Return the set of all less precise patterns that cannot be obtained by intersection of other patterns.

min_pattern

Return the minimal possible pattern for the n-gram set pattern.

Examples

>>> p1 = NgramSetPattern({('hello', 'world')})  # explicit way to define a pattern with a single "hello world" ngram
>>> p2 = NgramSetPattern('hello world')  # simplified way to define {'hello world'} pattern
>>> print(p1 == p2)
True
>>> p3 = NgramSetPattern( {('hello', 'world'), ('foo',), ('bar',) } )  # explicit way to define a pattern with 3 ngrams
>>> p4 = NgramSetPattern(['hello world', 'foo', 'bar'])  # simplified way to define a pattern with 3 ngrams
>>> print(p3 == p4)
True
PatternValueType#

alias of frozenset[tuple[str, …]]

classmethod parse_string_description(value: str) frozenset[tuple[str, ...]]#

Parse a string description into an n-gram set pattern value.

Parameters:

value (str) – The string description of the n-gram set pattern.

Returns:

parsed – The parsed n-gram set pattern value.

Return type:

PatternValueType

Raises:

ValueError – If the value cannot be parsed into an NgramSetPattern.

Examples

>>> NgramSetPattern.parse_string_description("{'hello world', 'foo bar'}")
frozenset({('hello', 'world'), ('foo', 'bar')})
classmethod preprocess_value(value) frozenset[tuple[str, ...]]#

Preprocess the value before storing it in the n-gram set pattern.

Parameters:

value – The value to preprocess.

Returns:

value – The preprocessed value as a frozenset of tuples.

Return type:

PatternValueType

Examples

>>> NgramSetPattern.preprocess_value(['hello world', 'foo'])
frozenset({('hello', 'world'), ('foo',)})
classmethod filter_max_ngrams(ngrams: frozenset[tuple[str, ...]]) frozenset[tuple[str, ...]]#

Filter maximal n-grams from the set of n-grams.

Parameters:

ngrams (PatternValueType) – The set of n-grams to filter.

Returns:

maximal_ngrams – The filtered set of maximal n-grams, excluding the rest.

Return type:

PatternValueType

Examples

>>> NgramSetPattern.filter_max_ngrams({('hello',), ('hello', 'world')})
frozenset({('hello', 'world')}) # it filters out hello beacause there is a greater N-gram
atomise(atoms_configuration: Literal['min', 'max'] = 'min') set[Self]#

Split the pattern into atomic patterns, i.e. the singleton sets of ngrams

Parameters:

atoms_configuration (Literal['min', 'max']) – If set to ‘min’, then return the set of individual ngrams from the value of the original pattern. If set to ‘max’, the return all sub-ngrams that can only be found in the original pattern. Defaults to ‘min’.

Returns:

atomic_patterns – The set of atomic patterns, i.e. the set of unsplittable patterns whose join equals to the pattern.

Return type:

set[Self]

Notes

Speaking in terms of Ordered Set Theory: We say that every pattern can be represented as the join of a subset of atomic patterns, that are join-irreducible elements of the lattice of all patterns.

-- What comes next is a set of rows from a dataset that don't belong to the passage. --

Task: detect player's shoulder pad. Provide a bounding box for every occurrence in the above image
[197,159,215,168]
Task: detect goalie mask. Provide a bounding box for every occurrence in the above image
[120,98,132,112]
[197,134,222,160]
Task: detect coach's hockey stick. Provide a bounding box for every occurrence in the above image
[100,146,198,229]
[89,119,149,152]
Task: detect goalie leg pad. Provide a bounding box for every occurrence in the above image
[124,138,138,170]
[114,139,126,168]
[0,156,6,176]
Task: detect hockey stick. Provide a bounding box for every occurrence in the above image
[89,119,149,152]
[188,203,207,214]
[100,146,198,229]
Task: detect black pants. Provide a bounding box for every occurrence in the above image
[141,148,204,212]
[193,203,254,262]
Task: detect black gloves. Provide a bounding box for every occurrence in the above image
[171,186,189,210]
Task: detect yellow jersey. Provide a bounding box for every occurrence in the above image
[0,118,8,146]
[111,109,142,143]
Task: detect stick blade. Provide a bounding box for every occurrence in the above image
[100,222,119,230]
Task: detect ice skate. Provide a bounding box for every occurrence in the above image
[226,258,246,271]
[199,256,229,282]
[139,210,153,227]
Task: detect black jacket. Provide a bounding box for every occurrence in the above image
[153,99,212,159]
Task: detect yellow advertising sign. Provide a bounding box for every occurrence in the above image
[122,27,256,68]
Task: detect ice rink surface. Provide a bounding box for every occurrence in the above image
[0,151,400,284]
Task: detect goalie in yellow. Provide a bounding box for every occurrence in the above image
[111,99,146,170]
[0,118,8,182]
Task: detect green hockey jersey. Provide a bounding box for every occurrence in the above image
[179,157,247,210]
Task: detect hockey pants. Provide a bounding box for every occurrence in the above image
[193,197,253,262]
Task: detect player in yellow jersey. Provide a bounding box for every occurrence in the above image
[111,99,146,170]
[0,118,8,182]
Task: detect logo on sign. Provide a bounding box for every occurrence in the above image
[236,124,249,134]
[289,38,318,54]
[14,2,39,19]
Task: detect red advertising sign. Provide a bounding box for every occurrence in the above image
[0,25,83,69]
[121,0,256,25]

Considering the set of atomic patterns as a partially ordered set (where the order follows the order on patterns), every pattern can be represented by an _antichain_ of atomic patterns (when atoms_configuration = ‘min’), and by an order ideal of atomic patterns (when atoms_configuration = ‘max’).

property atomic_patterns: set[Self]#

Return the set of every individual sub-ngram for each ngram from the given pattern.

For an NgramSetPattern an atomic pattern is a set containing just one ngram.

Returns:

atoms – A set of atomic patterns derived from the n-grams.

Return type:

set[Self]

Examples

>>> p1 = NgramSetPattern({('hello', 'world')})
>>> p1.atomic_patterns
{{'hello world'}, {'hello'}, {'world'}}
>>> p2 = NgramSetPattern(["hello world !", "foo"])
>>> p2.atomic_patterns
{{'hello world !'}, {'foo'}, {'hello'}, {'!'}, {'hello world'}, {'world !'}, {'world'}}
classmethod get_min_pattern() Self | None#

Return the minimal possible pattern for the n-gram set pattern, i.e. empty NgramSet

Returns:

min – The minimal n-gram set pattern, which is an empty NgramSet

Return type:

Optional[Self]

Examples

>>> NgramSetPattern.get_min_pattern
NgramSetPattern(set())